Typing that out, I realize I’ve been under-selling the mordant sense of humor one easily finds in Moshfegh’s writing. She excels at the kind of cringe-laughter that used to be Welcome to the Dollhouse director Todd Solondz’s stock and trade. The tragic and the morbidly comic are expertly woven together in my absolute favorite story by Moshfegh, the one I’d argue is her tour-de-force: “No Place for Good People” (even the title sounds like a Flannery O’Connor story). We follow a middle-aged man who, upon the death of his wife, takes a job at “a residential facility for adults with moderate developmental disabilities,” where he is “responsible for the daily care of three grown men.” It’s on a birthday excursion to the restaurant Friendly’s that Moshfegh turns the erstwhile Midwest food chain into the microcosm of all the awfulness in our pitiful and pitiable universe:
The place was full of fat ladies and their men, who looked wrinkled and haggard, heaps of mashed potatoes disappearing under the crooked awnings of their thick mustaches. There was one table of pug-nose young women, bored and stirring their milkshakes with their straws, a half-eaten plate of fries split between them. A few children fussed and lolled around in their high chairs. The air was humid, the lighting bright and fluorescent, the carpet gray and stained. It was not a happy place.
Pleasant is overrated. Not every book conveys the world this way, and I wouldn’t want them to, but dazzlingly dismal sentences like those ultimately turned my resistance into a healthy appreciation, nay, love for Homesick for Another World. I suspect the mighty Ottessa Moshfegh and her negative human interest stories are here to stay. Her upcoming novel, Death in Her Hands, has seen its release delayed, but remains one of my most anticipated titles for 2020.

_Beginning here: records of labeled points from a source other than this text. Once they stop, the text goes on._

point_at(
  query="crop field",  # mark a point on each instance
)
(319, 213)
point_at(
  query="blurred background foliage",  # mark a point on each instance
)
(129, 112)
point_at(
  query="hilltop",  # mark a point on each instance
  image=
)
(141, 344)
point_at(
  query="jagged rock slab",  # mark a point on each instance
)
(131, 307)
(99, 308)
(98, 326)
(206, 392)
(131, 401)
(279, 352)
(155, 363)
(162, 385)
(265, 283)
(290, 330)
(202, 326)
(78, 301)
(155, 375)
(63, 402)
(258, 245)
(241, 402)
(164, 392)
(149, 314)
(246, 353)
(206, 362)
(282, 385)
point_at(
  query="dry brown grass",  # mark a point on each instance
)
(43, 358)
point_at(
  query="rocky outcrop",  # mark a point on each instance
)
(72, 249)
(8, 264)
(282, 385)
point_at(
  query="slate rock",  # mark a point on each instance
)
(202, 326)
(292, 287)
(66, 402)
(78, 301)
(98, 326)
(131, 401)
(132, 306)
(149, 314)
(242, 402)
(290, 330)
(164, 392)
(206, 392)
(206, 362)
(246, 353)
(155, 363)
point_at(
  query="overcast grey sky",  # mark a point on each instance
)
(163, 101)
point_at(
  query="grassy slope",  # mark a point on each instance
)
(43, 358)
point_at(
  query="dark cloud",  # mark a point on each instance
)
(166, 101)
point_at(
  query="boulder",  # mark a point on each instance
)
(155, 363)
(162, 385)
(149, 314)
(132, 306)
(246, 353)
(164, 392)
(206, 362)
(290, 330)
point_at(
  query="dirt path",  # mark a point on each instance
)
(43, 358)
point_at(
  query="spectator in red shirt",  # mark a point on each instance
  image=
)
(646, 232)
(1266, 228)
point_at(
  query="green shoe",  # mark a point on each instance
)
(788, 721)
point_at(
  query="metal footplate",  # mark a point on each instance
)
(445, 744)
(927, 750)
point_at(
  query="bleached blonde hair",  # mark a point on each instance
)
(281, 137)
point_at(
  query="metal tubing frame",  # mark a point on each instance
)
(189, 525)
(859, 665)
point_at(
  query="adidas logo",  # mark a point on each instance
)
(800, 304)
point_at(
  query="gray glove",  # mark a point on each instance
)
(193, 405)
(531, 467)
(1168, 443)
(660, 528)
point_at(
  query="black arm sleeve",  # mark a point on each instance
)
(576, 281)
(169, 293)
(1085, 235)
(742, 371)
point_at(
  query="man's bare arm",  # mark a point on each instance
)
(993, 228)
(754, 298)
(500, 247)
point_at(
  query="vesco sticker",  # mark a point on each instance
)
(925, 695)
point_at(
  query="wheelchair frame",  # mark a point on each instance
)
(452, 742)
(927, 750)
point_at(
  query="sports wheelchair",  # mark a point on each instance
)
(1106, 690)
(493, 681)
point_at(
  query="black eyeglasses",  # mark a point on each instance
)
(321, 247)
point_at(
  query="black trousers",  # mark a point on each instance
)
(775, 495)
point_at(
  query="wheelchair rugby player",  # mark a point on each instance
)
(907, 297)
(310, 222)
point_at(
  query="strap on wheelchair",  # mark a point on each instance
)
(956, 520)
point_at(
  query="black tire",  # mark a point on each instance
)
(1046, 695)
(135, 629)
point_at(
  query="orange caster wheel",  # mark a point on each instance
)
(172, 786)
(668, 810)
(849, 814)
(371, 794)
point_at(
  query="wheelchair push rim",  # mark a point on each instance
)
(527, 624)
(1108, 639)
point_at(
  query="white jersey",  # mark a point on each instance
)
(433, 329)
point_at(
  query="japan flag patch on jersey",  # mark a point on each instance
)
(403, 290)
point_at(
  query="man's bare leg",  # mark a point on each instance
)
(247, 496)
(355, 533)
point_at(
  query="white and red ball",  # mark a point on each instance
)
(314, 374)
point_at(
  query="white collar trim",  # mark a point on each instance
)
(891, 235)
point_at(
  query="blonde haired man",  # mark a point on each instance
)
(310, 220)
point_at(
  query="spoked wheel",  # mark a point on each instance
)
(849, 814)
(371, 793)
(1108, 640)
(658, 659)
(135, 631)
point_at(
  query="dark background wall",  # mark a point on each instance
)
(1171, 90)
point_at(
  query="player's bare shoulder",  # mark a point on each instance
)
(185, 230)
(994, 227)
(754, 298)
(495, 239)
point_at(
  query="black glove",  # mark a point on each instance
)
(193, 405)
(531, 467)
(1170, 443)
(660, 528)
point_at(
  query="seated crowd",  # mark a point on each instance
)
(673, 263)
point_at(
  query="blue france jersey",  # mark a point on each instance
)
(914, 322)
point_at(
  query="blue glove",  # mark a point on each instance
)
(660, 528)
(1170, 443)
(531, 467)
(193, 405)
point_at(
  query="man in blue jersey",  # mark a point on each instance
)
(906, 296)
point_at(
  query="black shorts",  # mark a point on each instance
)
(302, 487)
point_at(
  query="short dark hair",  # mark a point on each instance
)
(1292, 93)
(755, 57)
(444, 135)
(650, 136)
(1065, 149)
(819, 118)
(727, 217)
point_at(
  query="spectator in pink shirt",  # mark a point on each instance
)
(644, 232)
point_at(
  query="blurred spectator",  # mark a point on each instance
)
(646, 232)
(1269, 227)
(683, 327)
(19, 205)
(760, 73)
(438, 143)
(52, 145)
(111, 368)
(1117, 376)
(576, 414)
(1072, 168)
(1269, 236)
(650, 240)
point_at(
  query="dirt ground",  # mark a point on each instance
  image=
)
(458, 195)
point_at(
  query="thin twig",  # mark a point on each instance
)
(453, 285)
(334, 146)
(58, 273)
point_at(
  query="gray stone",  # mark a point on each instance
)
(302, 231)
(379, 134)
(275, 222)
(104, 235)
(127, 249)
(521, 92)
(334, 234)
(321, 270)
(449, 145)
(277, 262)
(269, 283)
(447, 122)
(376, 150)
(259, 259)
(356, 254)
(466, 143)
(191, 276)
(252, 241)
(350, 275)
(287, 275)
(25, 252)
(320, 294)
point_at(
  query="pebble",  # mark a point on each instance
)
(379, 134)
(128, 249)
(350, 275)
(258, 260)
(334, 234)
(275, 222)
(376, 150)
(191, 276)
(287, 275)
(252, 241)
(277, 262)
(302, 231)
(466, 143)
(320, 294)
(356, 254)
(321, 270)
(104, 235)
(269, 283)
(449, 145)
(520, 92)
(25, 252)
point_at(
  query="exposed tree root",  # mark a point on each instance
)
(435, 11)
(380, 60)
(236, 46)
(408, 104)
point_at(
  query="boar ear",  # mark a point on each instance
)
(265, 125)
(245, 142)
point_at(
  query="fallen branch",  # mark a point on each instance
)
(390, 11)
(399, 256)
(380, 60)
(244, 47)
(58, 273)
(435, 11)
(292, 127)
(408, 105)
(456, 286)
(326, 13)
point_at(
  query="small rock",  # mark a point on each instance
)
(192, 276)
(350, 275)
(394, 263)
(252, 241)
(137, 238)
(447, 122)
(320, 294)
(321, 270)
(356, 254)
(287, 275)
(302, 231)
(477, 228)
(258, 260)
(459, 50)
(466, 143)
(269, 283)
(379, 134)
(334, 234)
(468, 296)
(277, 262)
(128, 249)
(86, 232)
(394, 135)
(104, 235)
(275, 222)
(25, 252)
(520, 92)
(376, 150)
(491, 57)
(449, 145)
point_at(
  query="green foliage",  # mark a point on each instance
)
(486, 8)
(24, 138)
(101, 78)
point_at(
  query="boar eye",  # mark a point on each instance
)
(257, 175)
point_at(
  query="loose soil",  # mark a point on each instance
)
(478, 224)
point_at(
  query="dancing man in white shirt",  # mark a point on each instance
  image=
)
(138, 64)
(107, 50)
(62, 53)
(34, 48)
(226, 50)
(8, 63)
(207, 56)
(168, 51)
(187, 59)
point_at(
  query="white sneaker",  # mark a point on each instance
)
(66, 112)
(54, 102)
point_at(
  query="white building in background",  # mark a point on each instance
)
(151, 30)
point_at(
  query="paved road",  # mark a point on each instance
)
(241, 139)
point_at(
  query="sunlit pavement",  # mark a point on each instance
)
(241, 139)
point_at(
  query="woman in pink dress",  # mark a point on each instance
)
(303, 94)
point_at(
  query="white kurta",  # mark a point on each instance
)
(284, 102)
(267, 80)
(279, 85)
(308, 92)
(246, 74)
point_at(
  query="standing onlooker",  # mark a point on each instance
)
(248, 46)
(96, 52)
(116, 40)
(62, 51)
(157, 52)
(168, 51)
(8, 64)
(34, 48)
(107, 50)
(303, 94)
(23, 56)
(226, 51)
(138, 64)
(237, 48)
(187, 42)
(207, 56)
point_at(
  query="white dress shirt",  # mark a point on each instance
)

Oscar Villalon, Managing Editor: When this 431-minute movie—winner of the Academy Award for Best Foreign Language Film, and unofficial winner of the Most Expensive Movie Ever Made in the Soviet Union—was restored and re-released in movie theaters last year, I felt admiration for those committed cineastes willing to sit for seven hours to watch all four parts of this splendor of a film on the big screen. But also envy—who has the time? Then the movie arrived on the Criterion Channel not too long after its theatrical run. Now to enjoy at my leisure this sumptuous narrative, with its swooping cameras and stunning aerial shots! And on my sofa, no less, as common sense would dictate. But again, who had the time?
Now, we all have a bit more time, even if that comes at the expense of sleep, which seems harder to attain in these anxiety-ridden nights. I am half-way through the movie, but can confidently say it is a singular work of film and one of the best literary adaptations I’ve ever seen. It is also, despite its gorgeous embrace, apt to cause you to look away, lost in thought not unlike Pierre and Andrei. After all, this ability to make art of incredible ambition and beauty, all during the Cold War and under a regime of bone-breaking oppression, cannot but get one thinking about the resiliency of people and how we express our hope for a better future. Then there’s the knowing that just one year after the last part of the film was released, tanks would roll into Czechoslovakia and crush the Prague Spring. (To say nothing about Martin Luther King, Jr. and Robert F. Kennedy being assassinated that year, and the general awfulness that characterized 1968.) We are buffeted by merciless events, but do we still not have the dances, the friendships, the great loves? Are we not in the middle of a story still being told, all these many many years?